The fundamental issue is: what is a fair way to evaluate teaching effectiveness? Some have suggested that having experienced teachers sit in on lectures would be better, but the excessively heavy workloads at universities make it difficult for people to make time to do so; an hour at a time, several times during the term, for all instructors being evaluated, might at first seem like a small commitment, but it is not. You’d need to observe 2-3 lectures in case one just happened to be a bad day. In my School at Queen’s you’d need to do this for each of about 30 professors, depending on how many have teaching reductions or are on sabbatical, which adds up to 90 hours over a term. This is more than two full weeks of work at a pace that is humane (which, generally, academic workloads are not). It sometimes happens when the instructor is up for tenure or promotion, or when they are looking for recommendations for a new job (if, for example, they were denied tenure and haven’t given up on academia yet).

However, that’s a means of evaluating instruction, based on conduct of lectures, not a criterion, a measure of effectiveness. There are so many more issues, hard to measure, that are equally if not more important. How clearly are the course objectives laid out? How well do assessment tasks measure student mastery of the material? How well to lectures and other resources prepare students for the assessment tasks? And more fundamentally, how much and how well do students learn?

The last, which might seem best for measuring teaching effectiveness, is not as simple as looking at grades. You at least need to measure what students were capable of before they class started, which is very difficult in any field where (a) the course introduces fundamentally new material in which many students would have no background, while (b) a nontrivial number of students have extensive self-taught experience. This turns out to be fairly common in some subsets of Computing, especially those with a significant practical component such as programming or other technology.
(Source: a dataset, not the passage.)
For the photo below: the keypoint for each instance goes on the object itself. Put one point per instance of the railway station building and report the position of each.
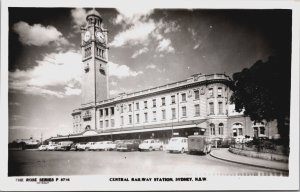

Besides, there are at least four different philosophies of what grades are for (which might be the subject of some future essay), only one of which is “how much students improved.” Grades are also strongly affected by student attitudes; engineering students in particular so overworked that they are often forced to compromise how much effort they can put into some courses; all that matters is passing, (“five-O and go”) because becoming an engineer requires getting a degree and getting the “iron ring” at the end. Grades aren’t irrelevant, but they are less important.

Department heads do know about these problems, so, as a result, there’s a tendency for teachers to get 10/10 on teaching merit – aside from award-winners who sometimes (but not always) get 12/10 in the year they get the award, and teachers students complain about vocally, who might get 7/10.

I do not have a solution, nor, I think, do most universities.

Here are the sources I consulted while writing this essay:

  • Dr. Fox effect, Wikipedia article, accessed 2022-04-03. A more complete explanation of the effect, although with fewer citations than Wikipedia editors are happy with.
  • Exploring Bias in Student Evaluations: Gender, Race, and Ethnicity, K. Chavez and K.M.W. Mitchell. Cambridge University Press. A research paper with a small experiment, whose value to me was in the review of previous work in the field.